05:23C'est vraiment...
05:24Ça n'attend personne.
05:25Il veut absolument les éliminer.
05:29Mais c'est même un coup de canif, finalement,
05:31dans la crédibilité politique du garde des Sceaux.
05:34Oui, mais je pense qu'à un moment...
05:36Moi, j'avoue que j'ai du mal à comprendre.
05:38C'est-à-dire que les juges font énormément d'études.
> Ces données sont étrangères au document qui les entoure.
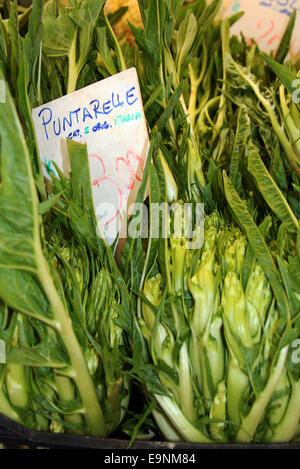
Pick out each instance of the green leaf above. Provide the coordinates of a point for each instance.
(288, 77)
(46, 206)
(36, 356)
(286, 39)
(165, 116)
(185, 39)
(58, 35)
(270, 191)
(21, 292)
(102, 45)
(19, 230)
(241, 136)
(257, 244)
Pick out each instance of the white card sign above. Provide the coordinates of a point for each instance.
(109, 117)
(265, 21)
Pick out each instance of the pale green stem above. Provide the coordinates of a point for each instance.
(91, 408)
(187, 430)
(251, 422)
(119, 52)
(186, 385)
(65, 390)
(286, 145)
(293, 130)
(73, 72)
(288, 426)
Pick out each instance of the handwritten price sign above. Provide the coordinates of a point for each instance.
(265, 22)
(108, 116)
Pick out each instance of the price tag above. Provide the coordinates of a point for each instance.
(109, 117)
(265, 21)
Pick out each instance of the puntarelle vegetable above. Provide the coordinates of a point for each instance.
(207, 336)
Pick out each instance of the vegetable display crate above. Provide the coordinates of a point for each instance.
(16, 436)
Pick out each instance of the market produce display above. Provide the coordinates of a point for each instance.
(207, 338)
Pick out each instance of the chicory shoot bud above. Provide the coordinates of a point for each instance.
(218, 412)
(171, 186)
(235, 317)
(258, 299)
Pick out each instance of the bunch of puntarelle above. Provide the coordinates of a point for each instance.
(209, 336)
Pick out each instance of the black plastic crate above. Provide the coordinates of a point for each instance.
(15, 436)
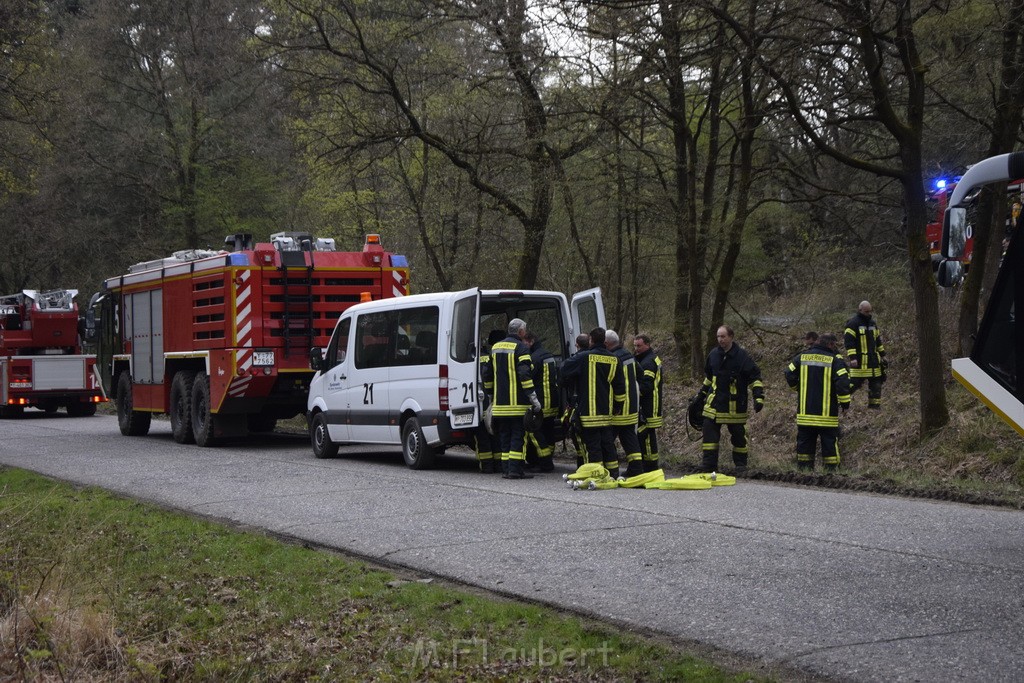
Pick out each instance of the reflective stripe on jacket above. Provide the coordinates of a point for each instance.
(863, 343)
(822, 383)
(727, 378)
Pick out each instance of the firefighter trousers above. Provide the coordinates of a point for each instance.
(484, 445)
(648, 447)
(873, 389)
(600, 445)
(807, 443)
(541, 444)
(510, 434)
(713, 434)
(627, 435)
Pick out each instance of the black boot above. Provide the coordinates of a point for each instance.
(516, 470)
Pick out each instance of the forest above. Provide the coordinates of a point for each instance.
(679, 155)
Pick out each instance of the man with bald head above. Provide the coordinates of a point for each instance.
(866, 354)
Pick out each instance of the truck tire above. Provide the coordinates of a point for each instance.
(417, 454)
(131, 422)
(181, 387)
(202, 417)
(323, 445)
(80, 409)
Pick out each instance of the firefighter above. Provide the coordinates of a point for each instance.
(821, 381)
(593, 373)
(514, 395)
(866, 354)
(729, 373)
(570, 418)
(627, 415)
(485, 441)
(649, 380)
(541, 443)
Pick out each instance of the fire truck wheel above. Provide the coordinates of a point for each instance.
(323, 445)
(418, 455)
(132, 423)
(181, 388)
(80, 410)
(202, 418)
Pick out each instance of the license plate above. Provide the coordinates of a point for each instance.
(262, 357)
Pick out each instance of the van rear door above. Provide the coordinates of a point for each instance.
(588, 310)
(464, 361)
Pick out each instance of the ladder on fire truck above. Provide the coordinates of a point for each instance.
(297, 301)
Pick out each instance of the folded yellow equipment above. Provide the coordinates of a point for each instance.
(594, 476)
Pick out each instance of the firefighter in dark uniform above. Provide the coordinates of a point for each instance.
(821, 381)
(649, 380)
(514, 395)
(541, 443)
(485, 441)
(866, 354)
(598, 384)
(570, 418)
(729, 373)
(627, 414)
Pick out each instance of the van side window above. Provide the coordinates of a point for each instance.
(464, 331)
(373, 340)
(339, 345)
(420, 327)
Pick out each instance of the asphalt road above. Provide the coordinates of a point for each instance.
(828, 584)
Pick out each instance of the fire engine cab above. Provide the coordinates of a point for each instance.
(219, 340)
(41, 360)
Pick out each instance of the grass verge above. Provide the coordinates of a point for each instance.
(94, 587)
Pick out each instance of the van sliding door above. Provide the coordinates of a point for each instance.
(463, 358)
(588, 311)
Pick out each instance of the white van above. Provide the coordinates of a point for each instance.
(406, 371)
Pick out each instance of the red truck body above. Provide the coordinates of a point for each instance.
(42, 364)
(220, 340)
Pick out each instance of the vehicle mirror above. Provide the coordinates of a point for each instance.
(954, 232)
(950, 272)
(90, 326)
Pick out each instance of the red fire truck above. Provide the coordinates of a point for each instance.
(938, 200)
(220, 340)
(41, 360)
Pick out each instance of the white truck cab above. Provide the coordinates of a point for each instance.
(406, 371)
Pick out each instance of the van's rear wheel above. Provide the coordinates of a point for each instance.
(418, 455)
(323, 445)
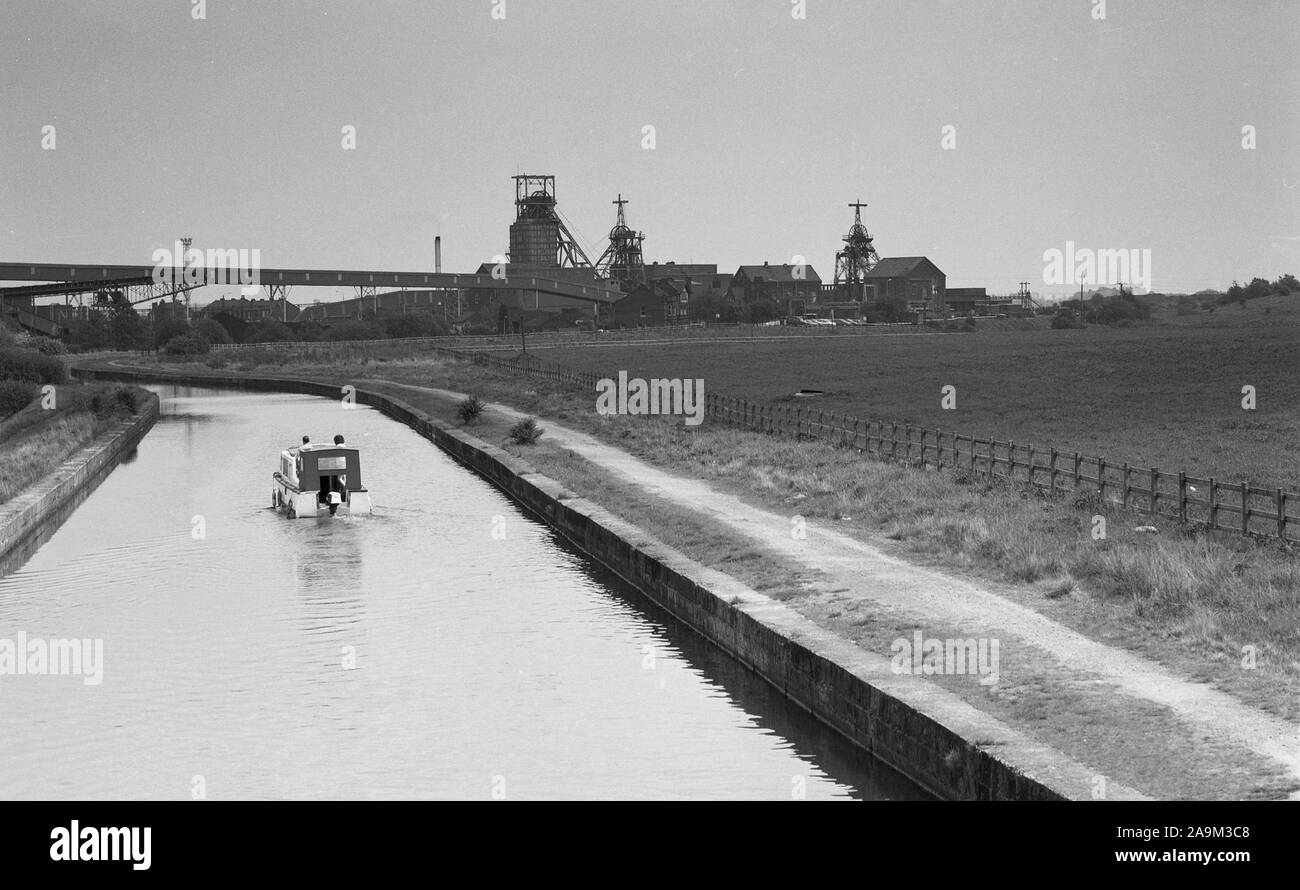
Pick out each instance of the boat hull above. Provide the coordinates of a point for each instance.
(306, 504)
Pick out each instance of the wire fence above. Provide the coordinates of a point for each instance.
(1205, 502)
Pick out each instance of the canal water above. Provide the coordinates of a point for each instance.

05:40Ce ne sont pas des gens idiots, loin de là.
05:43Ils ont les lois.
05:45Ils ont des codes de loi appliqués.
05:46Mais comment est-ce qu'on peut, en effet...
05:49Le problème, justement, c'est un problème
05:50de la manière dont on devient juge en France.
05:53C'est-à-dire que faire des études, c'est bien.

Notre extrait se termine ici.